07:00 EST 27th December 2018 | BioPortfolio

Summary of "Acute inflammation downregulates alpha-synuclein expression in enteric neurons."

The protein alpha-synuclein whose expression is strongly implicated in Parkinson's disease (PD) is not only expressed in the central nervous system (CNS) but also in the enteric nervous system (ENS). The growing body of evidence suggesting that gastrointestinal inflammation is involved in the development of PD led us to investigate the effects of inflammation on alpha-synuclein expression in primary culture of rat ENS and in mice with dextran sulfate sodium (DSS)-induced colitis.

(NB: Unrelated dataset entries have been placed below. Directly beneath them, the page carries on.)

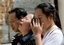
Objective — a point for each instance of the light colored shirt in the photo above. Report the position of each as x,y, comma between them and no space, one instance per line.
53,37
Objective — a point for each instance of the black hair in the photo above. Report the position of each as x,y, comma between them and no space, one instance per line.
50,10
20,12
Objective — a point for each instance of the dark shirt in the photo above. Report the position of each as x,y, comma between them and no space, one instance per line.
28,39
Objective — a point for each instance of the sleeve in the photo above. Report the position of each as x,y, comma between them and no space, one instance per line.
55,39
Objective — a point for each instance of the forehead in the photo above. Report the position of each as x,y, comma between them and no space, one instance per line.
38,12
11,17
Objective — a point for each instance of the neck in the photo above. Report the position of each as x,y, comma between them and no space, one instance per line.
50,26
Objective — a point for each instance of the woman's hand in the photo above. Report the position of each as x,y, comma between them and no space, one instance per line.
36,28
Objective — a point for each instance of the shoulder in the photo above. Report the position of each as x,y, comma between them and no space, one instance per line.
55,38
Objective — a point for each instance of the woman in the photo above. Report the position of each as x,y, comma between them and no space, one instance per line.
45,17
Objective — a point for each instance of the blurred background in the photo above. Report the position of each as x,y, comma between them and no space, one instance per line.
5,5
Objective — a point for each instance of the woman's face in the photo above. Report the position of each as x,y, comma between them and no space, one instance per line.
13,21
42,17
25,23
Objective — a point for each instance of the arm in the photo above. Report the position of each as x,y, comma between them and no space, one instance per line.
38,40
37,30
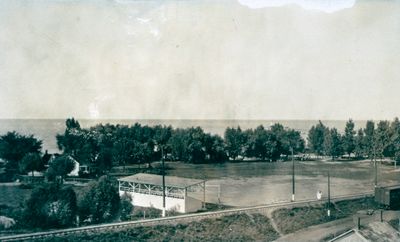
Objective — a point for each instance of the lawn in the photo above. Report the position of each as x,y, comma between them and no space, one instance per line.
240,227
289,220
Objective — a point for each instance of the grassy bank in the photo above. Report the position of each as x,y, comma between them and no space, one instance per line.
289,220
241,227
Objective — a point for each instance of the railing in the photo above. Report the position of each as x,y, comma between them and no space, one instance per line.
149,222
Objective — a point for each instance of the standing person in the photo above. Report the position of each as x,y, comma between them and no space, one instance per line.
319,195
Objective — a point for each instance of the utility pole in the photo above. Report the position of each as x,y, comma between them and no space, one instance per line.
163,182
293,181
329,195
375,166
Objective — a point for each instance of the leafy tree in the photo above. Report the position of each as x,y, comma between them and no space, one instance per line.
13,147
333,143
50,206
60,167
235,142
369,132
126,207
177,142
316,137
394,131
32,162
263,144
395,139
382,138
214,148
101,201
359,142
349,138
73,138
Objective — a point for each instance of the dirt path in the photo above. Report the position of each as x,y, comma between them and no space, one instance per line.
319,232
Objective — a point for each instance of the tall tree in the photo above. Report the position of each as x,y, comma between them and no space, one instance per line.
369,132
235,142
395,138
333,143
382,138
50,206
32,162
349,137
263,144
316,137
60,167
101,201
14,146
359,149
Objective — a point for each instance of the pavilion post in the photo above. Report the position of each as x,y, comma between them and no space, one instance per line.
163,180
204,195
293,179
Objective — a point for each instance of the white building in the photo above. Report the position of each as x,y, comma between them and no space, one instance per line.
146,191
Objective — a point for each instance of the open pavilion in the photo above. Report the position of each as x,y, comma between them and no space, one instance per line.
146,190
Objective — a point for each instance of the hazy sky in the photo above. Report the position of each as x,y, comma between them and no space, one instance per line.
245,59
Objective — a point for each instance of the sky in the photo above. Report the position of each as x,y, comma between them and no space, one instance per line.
243,59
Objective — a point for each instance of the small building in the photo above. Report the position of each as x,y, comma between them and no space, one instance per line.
146,190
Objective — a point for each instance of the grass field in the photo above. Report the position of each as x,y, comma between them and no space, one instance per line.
241,227
289,220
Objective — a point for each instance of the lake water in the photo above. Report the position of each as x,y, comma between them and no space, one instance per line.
46,129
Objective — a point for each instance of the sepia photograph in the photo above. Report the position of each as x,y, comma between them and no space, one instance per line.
200,120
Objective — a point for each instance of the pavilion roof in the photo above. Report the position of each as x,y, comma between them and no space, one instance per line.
170,181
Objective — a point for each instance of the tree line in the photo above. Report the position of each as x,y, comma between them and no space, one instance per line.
108,145
105,145
381,140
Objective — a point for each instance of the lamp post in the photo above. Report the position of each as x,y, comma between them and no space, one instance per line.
329,195
160,147
293,181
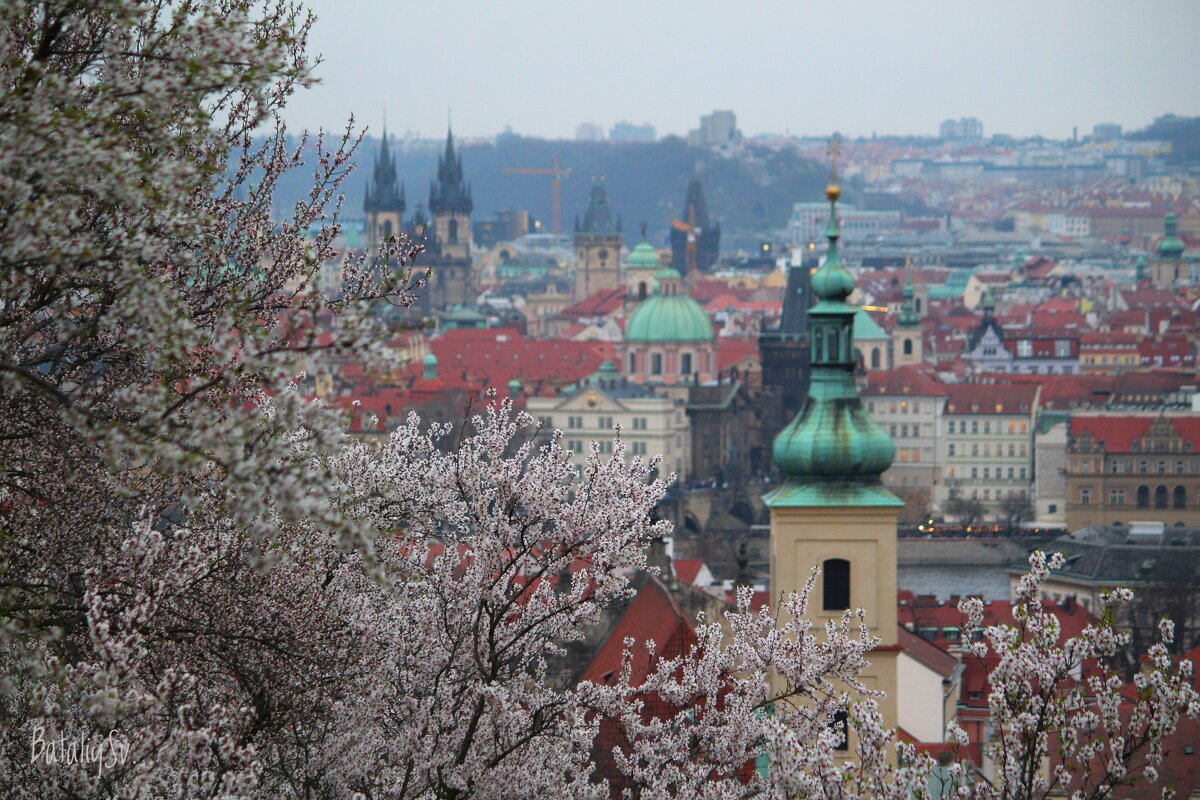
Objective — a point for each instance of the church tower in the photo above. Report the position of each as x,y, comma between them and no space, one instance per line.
832,510
1169,265
384,203
448,235
450,205
597,247
907,338
641,272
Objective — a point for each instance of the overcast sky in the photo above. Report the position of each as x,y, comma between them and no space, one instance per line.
799,66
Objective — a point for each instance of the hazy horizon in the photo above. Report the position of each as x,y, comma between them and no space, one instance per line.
801,68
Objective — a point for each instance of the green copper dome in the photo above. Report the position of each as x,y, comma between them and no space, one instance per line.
669,316
643,257
833,439
1171,245
907,317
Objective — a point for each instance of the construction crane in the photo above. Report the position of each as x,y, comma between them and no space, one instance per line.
557,176
693,234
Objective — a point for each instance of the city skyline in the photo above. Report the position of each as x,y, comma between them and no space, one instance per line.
809,68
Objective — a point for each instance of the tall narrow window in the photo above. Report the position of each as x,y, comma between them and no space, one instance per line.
837,584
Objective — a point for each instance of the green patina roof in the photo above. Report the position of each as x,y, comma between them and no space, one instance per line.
663,319
907,316
643,257
955,284
829,493
1171,246
867,329
833,437
833,452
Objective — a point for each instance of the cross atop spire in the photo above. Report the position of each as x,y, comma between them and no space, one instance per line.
833,150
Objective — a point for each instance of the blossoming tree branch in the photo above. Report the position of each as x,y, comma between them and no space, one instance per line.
199,566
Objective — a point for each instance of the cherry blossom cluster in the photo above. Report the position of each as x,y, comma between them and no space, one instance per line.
197,559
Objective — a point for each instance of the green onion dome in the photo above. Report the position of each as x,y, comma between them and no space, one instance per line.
669,316
833,438
643,257
1171,245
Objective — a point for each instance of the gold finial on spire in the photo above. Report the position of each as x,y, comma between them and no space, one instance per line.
833,150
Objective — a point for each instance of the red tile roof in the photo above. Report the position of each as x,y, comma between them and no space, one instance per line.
925,654
1119,433
493,358
913,379
687,569
652,615
731,352
601,304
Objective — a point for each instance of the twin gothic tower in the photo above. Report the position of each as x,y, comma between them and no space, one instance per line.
447,236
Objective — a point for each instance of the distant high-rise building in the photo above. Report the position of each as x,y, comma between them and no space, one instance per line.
717,130
810,220
627,131
588,132
967,128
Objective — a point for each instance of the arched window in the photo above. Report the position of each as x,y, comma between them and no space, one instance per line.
837,584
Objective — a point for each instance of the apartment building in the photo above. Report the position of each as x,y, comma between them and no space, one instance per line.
1125,468
907,404
988,441
649,422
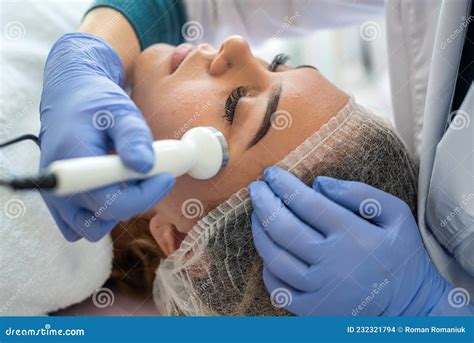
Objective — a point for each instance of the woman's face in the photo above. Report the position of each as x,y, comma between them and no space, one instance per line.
264,112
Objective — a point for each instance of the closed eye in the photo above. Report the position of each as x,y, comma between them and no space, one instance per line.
232,102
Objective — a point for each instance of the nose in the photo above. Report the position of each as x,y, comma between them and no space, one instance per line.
234,54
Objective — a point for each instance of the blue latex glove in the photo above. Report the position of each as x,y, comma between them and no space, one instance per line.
343,248
85,112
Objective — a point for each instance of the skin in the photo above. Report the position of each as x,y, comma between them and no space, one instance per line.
195,95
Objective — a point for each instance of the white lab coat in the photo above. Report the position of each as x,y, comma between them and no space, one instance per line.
424,48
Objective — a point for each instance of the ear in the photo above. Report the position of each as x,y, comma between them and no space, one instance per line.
166,235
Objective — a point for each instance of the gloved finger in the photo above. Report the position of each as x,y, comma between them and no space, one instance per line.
281,294
284,228
68,233
86,224
311,207
122,202
282,263
133,140
368,202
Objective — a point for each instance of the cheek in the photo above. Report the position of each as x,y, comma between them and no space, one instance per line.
172,108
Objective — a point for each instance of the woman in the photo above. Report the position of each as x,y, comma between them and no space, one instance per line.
246,99
93,71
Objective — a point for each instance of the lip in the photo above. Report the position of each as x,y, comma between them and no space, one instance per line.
179,54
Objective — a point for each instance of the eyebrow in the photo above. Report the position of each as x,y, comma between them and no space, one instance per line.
272,105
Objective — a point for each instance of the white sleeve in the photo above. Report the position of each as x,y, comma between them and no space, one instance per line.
264,19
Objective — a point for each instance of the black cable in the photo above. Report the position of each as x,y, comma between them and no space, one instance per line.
19,139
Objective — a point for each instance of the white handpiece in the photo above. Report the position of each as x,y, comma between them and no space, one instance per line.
201,153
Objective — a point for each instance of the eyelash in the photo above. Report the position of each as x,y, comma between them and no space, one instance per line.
232,101
278,60
239,92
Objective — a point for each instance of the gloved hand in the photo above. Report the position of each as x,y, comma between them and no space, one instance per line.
85,112
343,248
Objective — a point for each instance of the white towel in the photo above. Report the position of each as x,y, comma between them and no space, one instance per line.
40,272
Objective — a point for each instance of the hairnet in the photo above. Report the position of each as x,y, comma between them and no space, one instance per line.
217,271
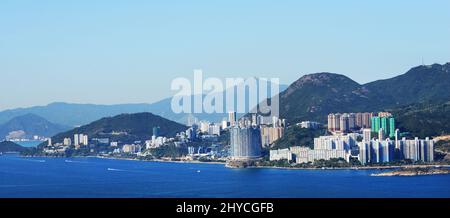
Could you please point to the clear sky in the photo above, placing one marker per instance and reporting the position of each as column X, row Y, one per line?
column 108, row 51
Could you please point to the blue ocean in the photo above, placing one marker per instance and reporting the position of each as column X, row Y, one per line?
column 104, row 178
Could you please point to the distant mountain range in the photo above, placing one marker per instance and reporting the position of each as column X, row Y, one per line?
column 73, row 115
column 29, row 125
column 125, row 128
column 314, row 96
column 424, row 119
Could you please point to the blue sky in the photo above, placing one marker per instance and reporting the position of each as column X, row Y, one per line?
column 107, row 52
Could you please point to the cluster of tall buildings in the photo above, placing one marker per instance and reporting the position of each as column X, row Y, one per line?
column 270, row 135
column 362, row 146
column 347, row 122
column 325, row 148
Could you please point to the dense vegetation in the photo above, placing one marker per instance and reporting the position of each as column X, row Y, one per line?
column 7, row 146
column 31, row 125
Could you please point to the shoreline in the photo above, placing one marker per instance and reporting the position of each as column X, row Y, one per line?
column 264, row 167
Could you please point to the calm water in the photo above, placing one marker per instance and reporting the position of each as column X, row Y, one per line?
column 92, row 177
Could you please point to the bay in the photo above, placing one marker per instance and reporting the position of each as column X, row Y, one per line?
column 104, row 178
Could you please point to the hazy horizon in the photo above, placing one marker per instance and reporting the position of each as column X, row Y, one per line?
column 113, row 52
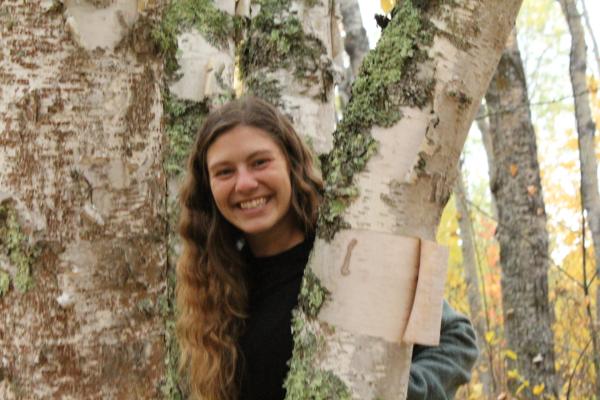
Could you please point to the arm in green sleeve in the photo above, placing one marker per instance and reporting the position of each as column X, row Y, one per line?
column 436, row 372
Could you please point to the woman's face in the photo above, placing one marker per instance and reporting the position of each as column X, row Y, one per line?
column 250, row 183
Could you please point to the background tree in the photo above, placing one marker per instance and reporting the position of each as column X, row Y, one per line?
column 587, row 157
column 82, row 218
column 521, row 230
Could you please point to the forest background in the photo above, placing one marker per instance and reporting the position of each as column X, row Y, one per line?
column 53, row 280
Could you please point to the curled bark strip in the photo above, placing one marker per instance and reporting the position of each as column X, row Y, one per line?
column 346, row 265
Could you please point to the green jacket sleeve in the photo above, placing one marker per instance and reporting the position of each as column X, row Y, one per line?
column 436, row 372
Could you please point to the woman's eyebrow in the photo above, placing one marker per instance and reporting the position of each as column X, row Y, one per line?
column 219, row 163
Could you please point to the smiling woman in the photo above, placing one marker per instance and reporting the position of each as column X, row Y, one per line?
column 250, row 182
column 250, row 178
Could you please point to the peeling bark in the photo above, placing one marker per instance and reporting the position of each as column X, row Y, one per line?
column 81, row 135
column 587, row 157
column 521, row 232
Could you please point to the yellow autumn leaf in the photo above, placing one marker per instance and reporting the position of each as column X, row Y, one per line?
column 387, row 5
column 523, row 386
column 510, row 354
column 513, row 374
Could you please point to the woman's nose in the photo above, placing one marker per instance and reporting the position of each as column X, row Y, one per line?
column 246, row 181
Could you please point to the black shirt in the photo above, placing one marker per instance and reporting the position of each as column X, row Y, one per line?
column 266, row 344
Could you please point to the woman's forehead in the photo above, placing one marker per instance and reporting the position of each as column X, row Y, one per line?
column 240, row 143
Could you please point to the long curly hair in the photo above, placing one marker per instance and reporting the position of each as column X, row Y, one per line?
column 211, row 289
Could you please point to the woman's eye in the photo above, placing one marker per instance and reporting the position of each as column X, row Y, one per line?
column 223, row 172
column 260, row 162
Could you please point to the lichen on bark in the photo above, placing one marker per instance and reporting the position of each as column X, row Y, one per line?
column 304, row 381
column 15, row 245
column 182, row 119
column 275, row 39
column 390, row 77
column 215, row 25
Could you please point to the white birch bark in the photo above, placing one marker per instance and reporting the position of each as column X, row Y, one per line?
column 587, row 157
column 402, row 193
column 80, row 133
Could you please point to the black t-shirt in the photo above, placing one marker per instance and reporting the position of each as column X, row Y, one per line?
column 266, row 344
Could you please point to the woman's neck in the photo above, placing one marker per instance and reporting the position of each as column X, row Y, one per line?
column 273, row 242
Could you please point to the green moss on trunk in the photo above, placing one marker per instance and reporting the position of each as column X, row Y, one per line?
column 215, row 25
column 389, row 78
column 275, row 40
column 183, row 118
column 21, row 254
column 304, row 381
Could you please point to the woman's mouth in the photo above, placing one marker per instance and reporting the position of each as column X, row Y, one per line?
column 254, row 203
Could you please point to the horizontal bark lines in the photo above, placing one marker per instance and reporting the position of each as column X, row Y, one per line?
column 81, row 163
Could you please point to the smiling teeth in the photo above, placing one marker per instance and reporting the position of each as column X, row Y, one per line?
column 253, row 203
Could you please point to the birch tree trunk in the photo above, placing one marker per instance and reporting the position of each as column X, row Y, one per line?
column 587, row 157
column 389, row 176
column 82, row 188
column 474, row 297
column 287, row 58
column 521, row 230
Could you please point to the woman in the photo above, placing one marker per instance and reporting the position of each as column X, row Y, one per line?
column 249, row 206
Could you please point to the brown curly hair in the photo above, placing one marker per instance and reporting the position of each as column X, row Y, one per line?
column 211, row 289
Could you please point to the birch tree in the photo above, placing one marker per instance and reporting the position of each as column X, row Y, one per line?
column 587, row 157
column 85, row 258
column 82, row 188
column 410, row 110
column 521, row 232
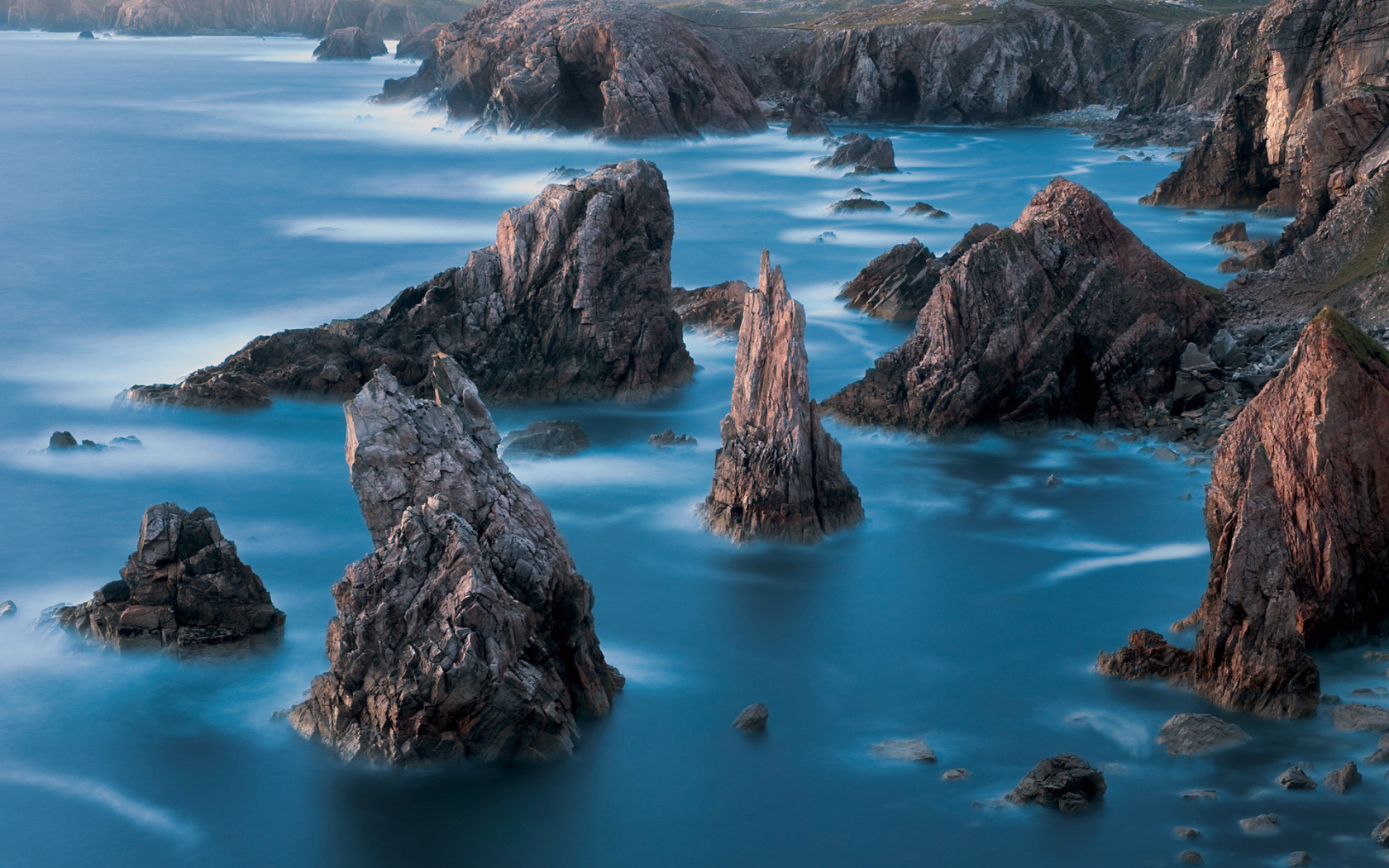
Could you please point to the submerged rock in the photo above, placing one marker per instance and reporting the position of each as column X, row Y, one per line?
column 1297, row 516
column 351, row 43
column 184, row 589
column 1066, row 782
column 571, row 302
column 752, row 718
column 555, row 439
column 1198, row 733
column 610, row 67
column 778, row 474
column 1064, row 316
column 467, row 633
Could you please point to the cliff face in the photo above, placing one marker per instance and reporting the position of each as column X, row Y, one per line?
column 778, row 474
column 1064, row 316
column 612, row 67
column 467, row 633
column 1297, row 520
column 184, row 588
column 571, row 302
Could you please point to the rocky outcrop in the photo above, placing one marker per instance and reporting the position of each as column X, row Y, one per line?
column 467, row 633
column 717, row 308
column 1063, row 316
column 349, row 43
column 182, row 589
column 616, row 69
column 778, row 475
column 898, row 284
column 573, row 302
column 1297, row 520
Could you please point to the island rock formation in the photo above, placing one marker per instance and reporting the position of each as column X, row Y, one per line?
column 571, row 302
column 778, row 475
column 1063, row 316
column 467, row 633
column 182, row 589
column 616, row 69
column 1297, row 520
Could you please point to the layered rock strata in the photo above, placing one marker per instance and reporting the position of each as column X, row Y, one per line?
column 778, row 474
column 467, row 633
column 1297, row 520
column 1063, row 316
column 182, row 589
column 616, row 69
column 571, row 302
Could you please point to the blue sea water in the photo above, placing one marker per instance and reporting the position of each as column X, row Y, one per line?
column 169, row 199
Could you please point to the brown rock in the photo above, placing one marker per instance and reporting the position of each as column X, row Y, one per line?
column 184, row 589
column 467, row 633
column 1063, row 316
column 616, row 69
column 778, row 474
column 573, row 302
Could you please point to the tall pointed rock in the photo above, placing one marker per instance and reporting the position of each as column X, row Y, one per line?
column 778, row 475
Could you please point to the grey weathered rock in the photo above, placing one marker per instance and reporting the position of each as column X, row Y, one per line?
column 752, row 718
column 610, row 67
column 571, row 302
column 184, row 589
column 1198, row 733
column 467, row 633
column 349, row 43
column 553, row 439
column 1066, row 782
column 910, row 751
column 778, row 474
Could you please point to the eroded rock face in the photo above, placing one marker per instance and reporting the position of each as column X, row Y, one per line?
column 1297, row 520
column 349, row 43
column 612, row 67
column 571, row 302
column 467, row 633
column 184, row 589
column 778, row 474
column 1063, row 316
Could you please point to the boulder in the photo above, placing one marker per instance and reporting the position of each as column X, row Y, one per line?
column 1198, row 733
column 616, row 69
column 778, row 474
column 349, row 43
column 555, row 439
column 182, row 589
column 1297, row 517
column 467, row 633
column 1066, row 782
column 752, row 718
column 1064, row 316
column 573, row 302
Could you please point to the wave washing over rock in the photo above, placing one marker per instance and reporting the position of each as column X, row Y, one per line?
column 616, row 69
column 778, row 474
column 467, row 633
column 1297, row 518
column 1063, row 316
column 571, row 302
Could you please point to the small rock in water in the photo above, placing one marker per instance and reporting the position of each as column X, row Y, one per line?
column 1264, row 824
column 1344, row 778
column 1198, row 733
column 1358, row 717
column 911, row 751
column 752, row 718
column 1296, row 780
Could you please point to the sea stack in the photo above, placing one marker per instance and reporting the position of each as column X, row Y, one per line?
column 182, row 589
column 467, row 633
column 778, row 475
column 1063, row 316
column 1297, row 518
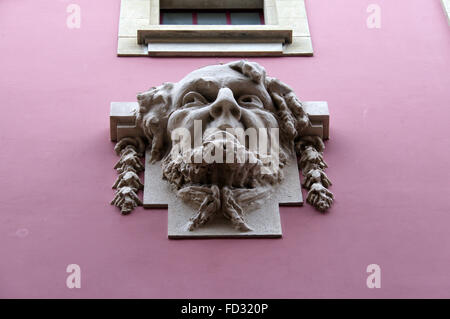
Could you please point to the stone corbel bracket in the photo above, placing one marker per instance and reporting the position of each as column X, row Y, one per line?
column 123, row 116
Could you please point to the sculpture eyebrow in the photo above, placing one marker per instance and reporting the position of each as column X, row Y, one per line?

Using western blot and qPCR, we found that both LPS and a combination of TNF-α and IL1-β (TNF-α/IL1-β) decreased the expression levels of alpha-synuclein in primary culture of rat ENS, an effect that was prevented in the presence of the p38 inhibitors SB203580 and BIRB 796. LPS and TNF-α/IL1-β had no effect on alpha-synuclein expression in primary culture of rat CNS and in HEL cells. In mice, acute but not chronic DSS-induced colitis was associated with a decreased expression of colonic alpha-synuclein. As a whole, our findings indicate that acute inflammatory insults downregulate alpha-synuclein expression in the ENS via a p38 pathway. They provide new insights into the widely discussed concepts of alpha-synuclein expression and aggregation in the ENS in PD and raise issues about the possible role of gastrointestinal inflammation in the development of PD. This article is protected by copyright. All rights reserved.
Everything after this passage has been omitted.